We are so fortunate that we can claim this verse as our own.  He IS the rock of our salvation.  He is able to support my fears, my concerns, my questions, and most importantly my deliverance from a life of eternal damnation.
But to claim such a verse, we must understand that God IS God.  That His Word is written so that we shall know the truth, so we shall not only understand and learn about the history of the Jewish nation, but how their response to Him either lifted them up or put them in grave danger.
We learn the nature of God and His demands on His people AND the compassion, the mercy and the forgiveness He provides. 
We can rest on such promises because, through Christ, we have become one of His children.  An inheritance that is far greater than any other.
One of the greatest gifts, outside of salvation, is His desire to provide us with the wisdom we need in sharing His love, working and serving Him and countering the attacks of satan.
I lack His wisdom in so many ways.  But James helps make it clear that we can go on from fearing God as the beginning of wisdom to gaining the wisdom and knowledge He has to offer.
James 1:5-8  If any of you lack wisdom, let him ask of God, that giveth to all men liberally, and upbraideth not; and it shall be given him.
6 But let him ask in faith, nothing wavering. For he that wavereth is like a wave of the sea driven with the wind and tossed.
7 For let not that man think that he shall receive any thing of the Lord.
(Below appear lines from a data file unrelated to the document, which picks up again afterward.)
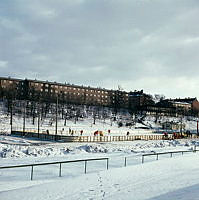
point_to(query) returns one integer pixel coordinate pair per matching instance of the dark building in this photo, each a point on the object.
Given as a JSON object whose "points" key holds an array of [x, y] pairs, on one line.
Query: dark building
{"points": [[67, 93]]}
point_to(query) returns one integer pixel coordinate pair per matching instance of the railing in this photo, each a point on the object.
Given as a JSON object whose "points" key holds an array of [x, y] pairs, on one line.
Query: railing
{"points": [[109, 138], [161, 153], [60, 165]]}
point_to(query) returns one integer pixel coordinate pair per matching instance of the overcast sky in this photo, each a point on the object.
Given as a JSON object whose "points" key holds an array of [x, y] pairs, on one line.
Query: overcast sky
{"points": [[138, 44]]}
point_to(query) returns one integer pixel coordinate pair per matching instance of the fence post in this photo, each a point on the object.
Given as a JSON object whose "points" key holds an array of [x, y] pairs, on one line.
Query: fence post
{"points": [[85, 166], [59, 169], [31, 173], [142, 158]]}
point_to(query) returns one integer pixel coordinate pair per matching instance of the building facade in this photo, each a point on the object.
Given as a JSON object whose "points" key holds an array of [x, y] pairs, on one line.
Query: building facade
{"points": [[67, 93]]}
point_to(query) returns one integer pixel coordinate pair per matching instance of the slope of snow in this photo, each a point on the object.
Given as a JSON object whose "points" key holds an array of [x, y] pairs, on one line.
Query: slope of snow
{"points": [[169, 178]]}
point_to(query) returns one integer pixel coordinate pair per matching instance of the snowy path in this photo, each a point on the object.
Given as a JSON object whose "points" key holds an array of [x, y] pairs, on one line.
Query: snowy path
{"points": [[158, 180]]}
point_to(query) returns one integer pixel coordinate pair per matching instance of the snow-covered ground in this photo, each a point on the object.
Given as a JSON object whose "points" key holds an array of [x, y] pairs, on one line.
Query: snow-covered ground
{"points": [[168, 178]]}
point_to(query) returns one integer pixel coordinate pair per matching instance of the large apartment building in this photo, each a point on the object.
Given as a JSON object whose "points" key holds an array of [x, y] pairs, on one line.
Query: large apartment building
{"points": [[68, 93]]}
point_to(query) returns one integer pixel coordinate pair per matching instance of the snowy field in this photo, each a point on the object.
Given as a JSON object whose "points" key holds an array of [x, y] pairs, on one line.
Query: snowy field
{"points": [[168, 178]]}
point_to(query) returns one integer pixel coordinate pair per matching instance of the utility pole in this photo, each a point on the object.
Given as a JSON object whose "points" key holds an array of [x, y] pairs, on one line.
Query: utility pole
{"points": [[11, 116], [56, 119], [24, 119], [38, 121]]}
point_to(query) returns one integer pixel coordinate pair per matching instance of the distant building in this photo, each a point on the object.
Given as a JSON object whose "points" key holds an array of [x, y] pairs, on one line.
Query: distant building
{"points": [[67, 93], [173, 126]]}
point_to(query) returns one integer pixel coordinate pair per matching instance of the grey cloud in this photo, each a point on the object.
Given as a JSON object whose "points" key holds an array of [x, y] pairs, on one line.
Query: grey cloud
{"points": [[133, 43]]}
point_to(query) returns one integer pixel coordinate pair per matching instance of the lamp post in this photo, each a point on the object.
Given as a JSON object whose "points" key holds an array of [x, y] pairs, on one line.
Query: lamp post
{"points": [[56, 119], [38, 121], [24, 119]]}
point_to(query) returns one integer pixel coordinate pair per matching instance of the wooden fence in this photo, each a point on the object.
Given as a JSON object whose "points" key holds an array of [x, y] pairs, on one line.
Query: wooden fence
{"points": [[64, 138]]}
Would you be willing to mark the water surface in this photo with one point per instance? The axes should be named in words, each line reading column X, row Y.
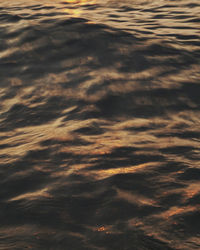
column 100, row 125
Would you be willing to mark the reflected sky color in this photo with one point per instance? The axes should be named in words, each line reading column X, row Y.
column 99, row 125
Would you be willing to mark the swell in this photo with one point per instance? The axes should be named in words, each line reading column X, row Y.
column 99, row 125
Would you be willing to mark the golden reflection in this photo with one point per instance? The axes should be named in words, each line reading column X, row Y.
column 178, row 211
column 105, row 173
column 75, row 6
column 33, row 195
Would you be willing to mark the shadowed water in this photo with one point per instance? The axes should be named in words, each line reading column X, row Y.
column 100, row 125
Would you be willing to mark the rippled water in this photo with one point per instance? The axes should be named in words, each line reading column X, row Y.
column 100, row 125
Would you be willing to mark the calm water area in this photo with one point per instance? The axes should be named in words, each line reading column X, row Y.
column 100, row 125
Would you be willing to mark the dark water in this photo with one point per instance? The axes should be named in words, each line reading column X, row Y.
column 100, row 125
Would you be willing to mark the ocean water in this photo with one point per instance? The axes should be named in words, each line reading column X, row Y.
column 100, row 125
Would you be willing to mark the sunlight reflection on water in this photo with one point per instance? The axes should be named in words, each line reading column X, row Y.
column 99, row 124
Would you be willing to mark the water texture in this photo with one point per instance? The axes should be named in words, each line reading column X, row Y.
column 100, row 125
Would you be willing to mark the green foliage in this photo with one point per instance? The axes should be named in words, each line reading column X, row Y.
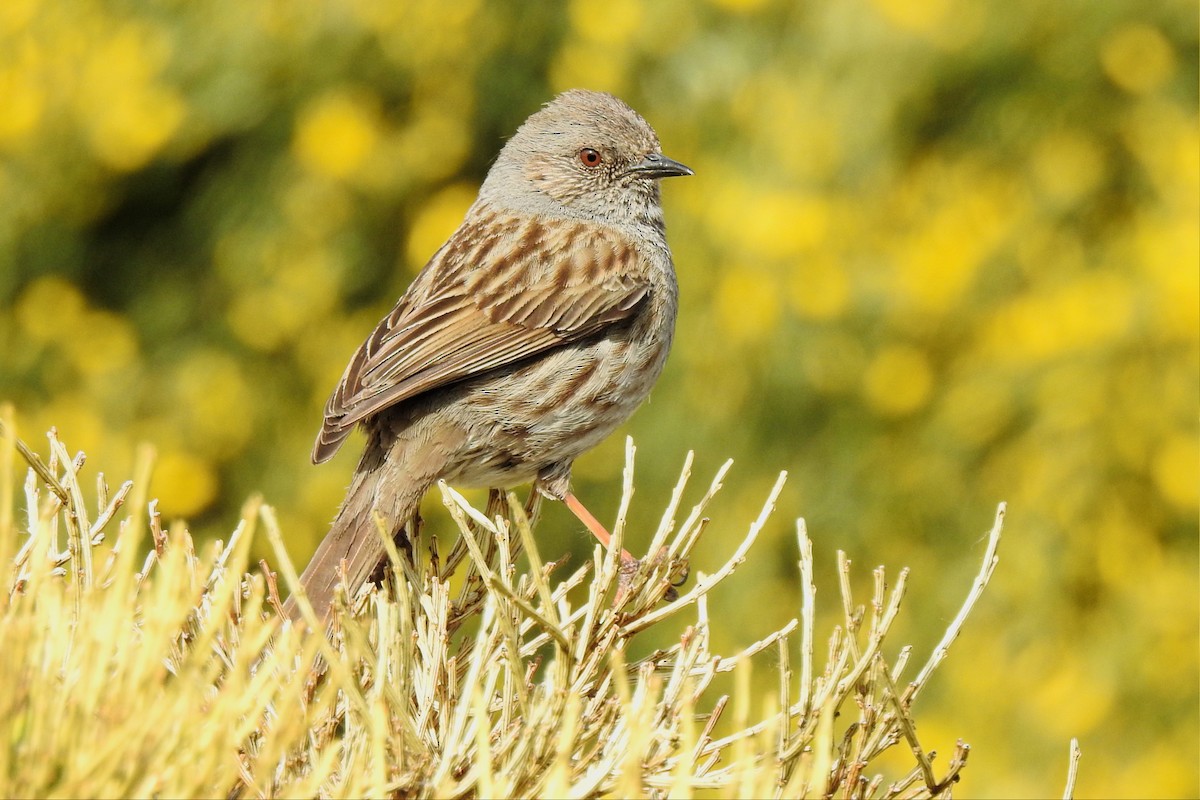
column 935, row 254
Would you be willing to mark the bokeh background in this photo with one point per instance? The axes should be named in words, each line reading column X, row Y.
column 936, row 254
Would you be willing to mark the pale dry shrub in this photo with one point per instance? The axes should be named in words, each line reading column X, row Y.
column 160, row 668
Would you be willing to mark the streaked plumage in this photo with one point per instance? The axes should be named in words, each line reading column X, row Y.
column 533, row 332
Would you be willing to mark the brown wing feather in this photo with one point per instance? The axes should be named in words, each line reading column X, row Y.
column 496, row 294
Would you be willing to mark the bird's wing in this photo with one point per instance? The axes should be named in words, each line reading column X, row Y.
column 499, row 292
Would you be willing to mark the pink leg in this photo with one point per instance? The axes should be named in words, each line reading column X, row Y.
column 594, row 525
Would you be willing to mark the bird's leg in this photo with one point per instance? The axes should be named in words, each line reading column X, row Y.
column 598, row 530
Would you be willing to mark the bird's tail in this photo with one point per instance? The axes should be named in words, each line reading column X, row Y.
column 354, row 537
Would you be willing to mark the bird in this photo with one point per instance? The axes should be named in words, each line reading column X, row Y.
column 533, row 332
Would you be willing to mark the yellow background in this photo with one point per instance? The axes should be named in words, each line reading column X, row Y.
column 935, row 256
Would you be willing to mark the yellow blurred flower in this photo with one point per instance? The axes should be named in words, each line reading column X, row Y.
column 937, row 260
column 748, row 304
column 103, row 342
column 300, row 287
column 184, row 483
column 833, row 361
column 438, row 217
column 49, row 310
column 591, row 65
column 1176, row 470
column 215, row 404
column 975, row 411
column 612, row 24
column 743, row 6
column 820, row 288
column 1093, row 311
column 1067, row 166
column 124, row 108
column 898, row 380
column 24, row 101
column 948, row 23
column 336, row 132
column 1138, row 58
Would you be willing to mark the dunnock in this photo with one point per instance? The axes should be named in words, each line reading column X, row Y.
column 529, row 336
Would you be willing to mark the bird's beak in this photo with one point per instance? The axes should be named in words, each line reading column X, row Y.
column 658, row 166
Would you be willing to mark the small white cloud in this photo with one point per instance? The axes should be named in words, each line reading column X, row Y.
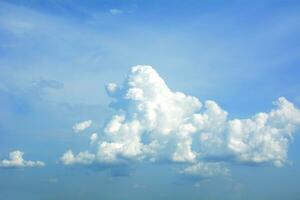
column 203, row 169
column 93, row 138
column 115, row 11
column 81, row 158
column 16, row 161
column 81, row 126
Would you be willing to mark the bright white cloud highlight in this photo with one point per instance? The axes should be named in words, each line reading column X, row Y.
column 82, row 158
column 93, row 138
column 16, row 161
column 81, row 126
column 115, row 11
column 156, row 124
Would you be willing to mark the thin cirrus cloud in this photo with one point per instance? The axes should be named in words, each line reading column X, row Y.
column 81, row 126
column 16, row 160
column 153, row 123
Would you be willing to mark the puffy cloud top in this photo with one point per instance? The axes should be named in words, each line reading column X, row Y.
column 16, row 161
column 156, row 124
column 81, row 126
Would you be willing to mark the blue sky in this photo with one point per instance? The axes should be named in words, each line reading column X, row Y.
column 56, row 58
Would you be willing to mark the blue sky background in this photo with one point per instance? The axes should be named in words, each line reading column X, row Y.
column 57, row 56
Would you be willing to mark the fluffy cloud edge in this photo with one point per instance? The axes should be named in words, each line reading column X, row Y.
column 81, row 126
column 153, row 123
column 16, row 160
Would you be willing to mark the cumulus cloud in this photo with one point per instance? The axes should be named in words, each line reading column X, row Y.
column 153, row 123
column 16, row 161
column 115, row 11
column 93, row 138
column 81, row 126
column 81, row 158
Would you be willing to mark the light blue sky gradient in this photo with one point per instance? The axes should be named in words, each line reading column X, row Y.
column 57, row 56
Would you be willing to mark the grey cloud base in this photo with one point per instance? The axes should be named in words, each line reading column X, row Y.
column 153, row 123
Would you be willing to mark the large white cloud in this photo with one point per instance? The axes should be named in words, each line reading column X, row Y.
column 156, row 124
column 16, row 161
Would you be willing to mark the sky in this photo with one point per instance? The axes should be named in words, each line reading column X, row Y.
column 149, row 99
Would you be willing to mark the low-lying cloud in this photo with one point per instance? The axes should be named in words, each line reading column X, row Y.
column 153, row 123
column 16, row 161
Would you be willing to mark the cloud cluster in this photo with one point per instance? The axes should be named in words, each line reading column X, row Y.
column 153, row 123
column 16, row 161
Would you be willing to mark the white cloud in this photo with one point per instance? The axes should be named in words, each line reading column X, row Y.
column 16, row 161
column 93, row 138
column 156, row 124
column 115, row 11
column 81, row 158
column 203, row 169
column 81, row 126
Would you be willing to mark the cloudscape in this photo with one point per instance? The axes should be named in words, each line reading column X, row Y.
column 149, row 100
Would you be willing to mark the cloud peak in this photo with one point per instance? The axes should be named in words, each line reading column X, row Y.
column 153, row 123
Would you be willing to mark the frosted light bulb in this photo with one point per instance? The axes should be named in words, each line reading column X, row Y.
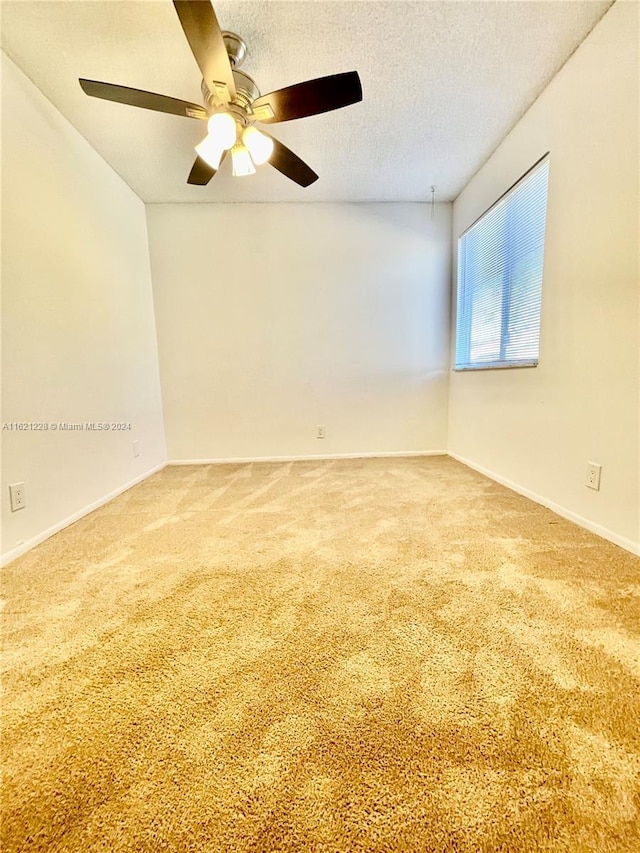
column 210, row 151
column 260, row 146
column 241, row 161
column 222, row 129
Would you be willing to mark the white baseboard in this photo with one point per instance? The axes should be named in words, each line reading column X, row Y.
column 27, row 545
column 312, row 458
column 581, row 521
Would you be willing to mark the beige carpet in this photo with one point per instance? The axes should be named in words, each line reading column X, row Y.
column 380, row 655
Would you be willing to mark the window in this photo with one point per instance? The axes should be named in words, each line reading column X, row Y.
column 500, row 278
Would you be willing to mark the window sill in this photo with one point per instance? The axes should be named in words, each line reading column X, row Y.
column 495, row 366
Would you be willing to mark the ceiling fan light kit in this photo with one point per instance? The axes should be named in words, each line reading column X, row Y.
column 233, row 102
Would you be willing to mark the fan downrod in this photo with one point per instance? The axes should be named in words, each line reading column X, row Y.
column 236, row 48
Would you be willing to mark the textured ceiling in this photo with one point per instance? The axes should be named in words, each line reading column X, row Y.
column 443, row 83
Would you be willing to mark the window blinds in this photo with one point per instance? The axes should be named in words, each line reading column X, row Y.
column 500, row 278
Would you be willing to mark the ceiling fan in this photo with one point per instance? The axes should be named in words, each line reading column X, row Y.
column 232, row 102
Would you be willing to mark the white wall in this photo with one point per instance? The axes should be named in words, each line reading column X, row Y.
column 537, row 428
column 275, row 318
column 78, row 336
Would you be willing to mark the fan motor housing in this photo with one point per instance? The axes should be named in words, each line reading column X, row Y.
column 246, row 88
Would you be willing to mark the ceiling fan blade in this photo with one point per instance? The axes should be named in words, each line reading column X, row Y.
column 204, row 35
column 201, row 172
column 289, row 164
column 312, row 97
column 139, row 98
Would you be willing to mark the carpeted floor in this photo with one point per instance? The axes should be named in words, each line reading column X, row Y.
column 369, row 655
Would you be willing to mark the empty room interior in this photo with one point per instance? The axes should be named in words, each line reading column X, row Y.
column 320, row 426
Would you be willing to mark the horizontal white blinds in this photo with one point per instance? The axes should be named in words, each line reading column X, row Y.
column 500, row 278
8 A double minded man is unstable in all his ways.
For let not that man think that he shall receive any thing of the Lord.
8 A double minded man is unstable in all his ways.
We ask for things, but forget that in order to receive them we must trust Him, believe in Him and follow Him. 
The promises are there for us to claim, but only under the conditions God puts down, not what our opinion of what He should do, but what He tells us to do.
So many times in my life, I have forgotten that fact.
I need to focus on my obligations to Him, not just to the benefits I receive by accepting him.